Oggi, è “quasi” toccato ai Greci, domani chissà. È un concetto sconvolgente, che contraddice le categorie del diritto pubblico formatesi intorno all’idea dello Stato. Esso poteva contrarre debiti che doveva onorare. Ma poteva farlo secondo la sostenibilità dei suoi conti. Non era un contraente come tutti gli altri. Incorreva, sì, in crisi finanziarie che lo mettevano in difficoltà ma aveva, per definizione, il diritto all’ultima parola. Poteva, ad esempio, aumentare il prelievo fiscale, ridurre o “consolidare” il debito, oppure stampare carta moneta: la zecca era organo vitale dello Stato, tanto quanto l’esercito. Come tutte le costruzioni umane, anche questa poteva disintegrarsi e venire alla fine. Era il “dio in terra”, ma pur sempre un “dio mortale”, secondo l’espressione di Thomas Hobbes. Tuttavia, le ragioni della sua morte erano tutte di diritto pubblico: lotte intestine, o sconfitte in guerra.
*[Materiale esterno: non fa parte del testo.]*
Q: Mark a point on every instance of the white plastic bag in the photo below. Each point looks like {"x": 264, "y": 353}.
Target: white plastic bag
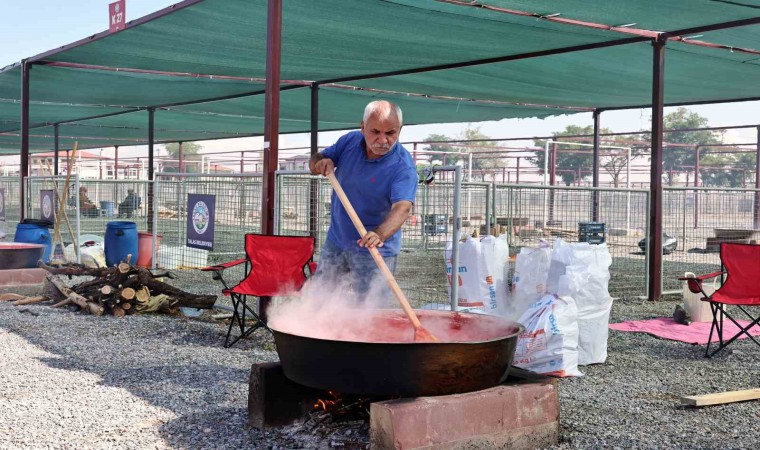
{"x": 495, "y": 260}
{"x": 92, "y": 255}
{"x": 549, "y": 344}
{"x": 472, "y": 291}
{"x": 581, "y": 270}
{"x": 481, "y": 274}
{"x": 698, "y": 310}
{"x": 529, "y": 280}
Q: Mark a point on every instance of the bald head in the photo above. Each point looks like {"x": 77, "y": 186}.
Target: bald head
{"x": 381, "y": 127}
{"x": 383, "y": 110}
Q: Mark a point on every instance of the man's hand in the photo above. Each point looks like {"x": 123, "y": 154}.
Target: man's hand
{"x": 321, "y": 165}
{"x": 371, "y": 240}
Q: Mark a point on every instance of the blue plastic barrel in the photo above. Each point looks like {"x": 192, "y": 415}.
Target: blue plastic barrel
{"x": 34, "y": 234}
{"x": 120, "y": 241}
{"x": 108, "y": 208}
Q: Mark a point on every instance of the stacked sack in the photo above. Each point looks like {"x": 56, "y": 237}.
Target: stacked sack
{"x": 481, "y": 275}
{"x": 561, "y": 297}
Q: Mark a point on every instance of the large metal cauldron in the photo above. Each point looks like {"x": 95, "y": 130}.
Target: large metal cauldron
{"x": 475, "y": 353}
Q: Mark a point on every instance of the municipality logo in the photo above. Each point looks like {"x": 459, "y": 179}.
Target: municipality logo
{"x": 47, "y": 208}
{"x": 201, "y": 217}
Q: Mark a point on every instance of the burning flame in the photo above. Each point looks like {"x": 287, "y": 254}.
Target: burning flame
{"x": 327, "y": 404}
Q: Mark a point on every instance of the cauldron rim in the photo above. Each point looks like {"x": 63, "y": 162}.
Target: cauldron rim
{"x": 519, "y": 329}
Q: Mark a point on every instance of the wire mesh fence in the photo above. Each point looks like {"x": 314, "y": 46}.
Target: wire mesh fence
{"x": 529, "y": 214}
{"x": 695, "y": 221}
{"x": 10, "y": 206}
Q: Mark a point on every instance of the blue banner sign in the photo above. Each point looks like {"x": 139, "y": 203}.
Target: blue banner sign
{"x": 200, "y": 221}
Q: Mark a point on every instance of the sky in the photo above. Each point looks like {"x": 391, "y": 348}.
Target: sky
{"x": 30, "y": 27}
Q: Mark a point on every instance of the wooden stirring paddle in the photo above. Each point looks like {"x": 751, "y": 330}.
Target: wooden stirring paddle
{"x": 420, "y": 333}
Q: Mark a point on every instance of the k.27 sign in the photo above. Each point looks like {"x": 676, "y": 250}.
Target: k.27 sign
{"x": 117, "y": 16}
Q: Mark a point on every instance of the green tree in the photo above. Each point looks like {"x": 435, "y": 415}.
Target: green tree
{"x": 439, "y": 143}
{"x": 725, "y": 169}
{"x": 190, "y": 155}
{"x": 488, "y": 158}
{"x": 572, "y": 159}
{"x": 678, "y": 159}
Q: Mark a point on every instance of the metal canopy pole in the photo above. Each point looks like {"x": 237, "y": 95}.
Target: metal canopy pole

Non erano ragioni di diritto commerciale, cioè di diritto privato.
Se oggi diciamo che lo Stato può fallire, è perché il suo attributo fondamentale — la sovranità — è venuto a mancare. Di fronte a lui si erge un potere che non solo lo può condizionare, ma lo può spodestare. Lo Stato china la testa di fronte a una nuova sovranità, la sovranità dei creditori“.

Siamo stati messi nelle mani (in balìa) dei mercati finanziari.
Gli articoli “economici” della Costituzione, in particolare dal 41 al 47 dispongono che sia la Repubblica a controllare e coordinare il credito e il mercato e non viceversa. Per la nostra Costituzione l’economia è libera solo dove non sia in contrasto con l’interesse pubblico.

Oggi però, lo Stato è subordinato alle decisioni della BCE che, con l’art 104 del TrattatoUE, raccomanda e impone politiche fiscali di austerità; di conseguenza insieme alla cessione di Sovranità monetaria la UE ci ha imposto il pareggio di bilancio che zelantemente abbiamo già provveduto a inserire nella nostra costituzione (art 81).
Tale articolo fa a pugni con l’art 47 che tutela il risparmio. E’ evidente, infatti, che per permettere il risparmio lo Stato deve emettere moneta in deficit.
Se vuole consentire il risparmio deve quindi mettere in circolazione più moneta di quanta ne recupera con la tassazione, contrariamente a quanto preteso dal pareggio di bilancio.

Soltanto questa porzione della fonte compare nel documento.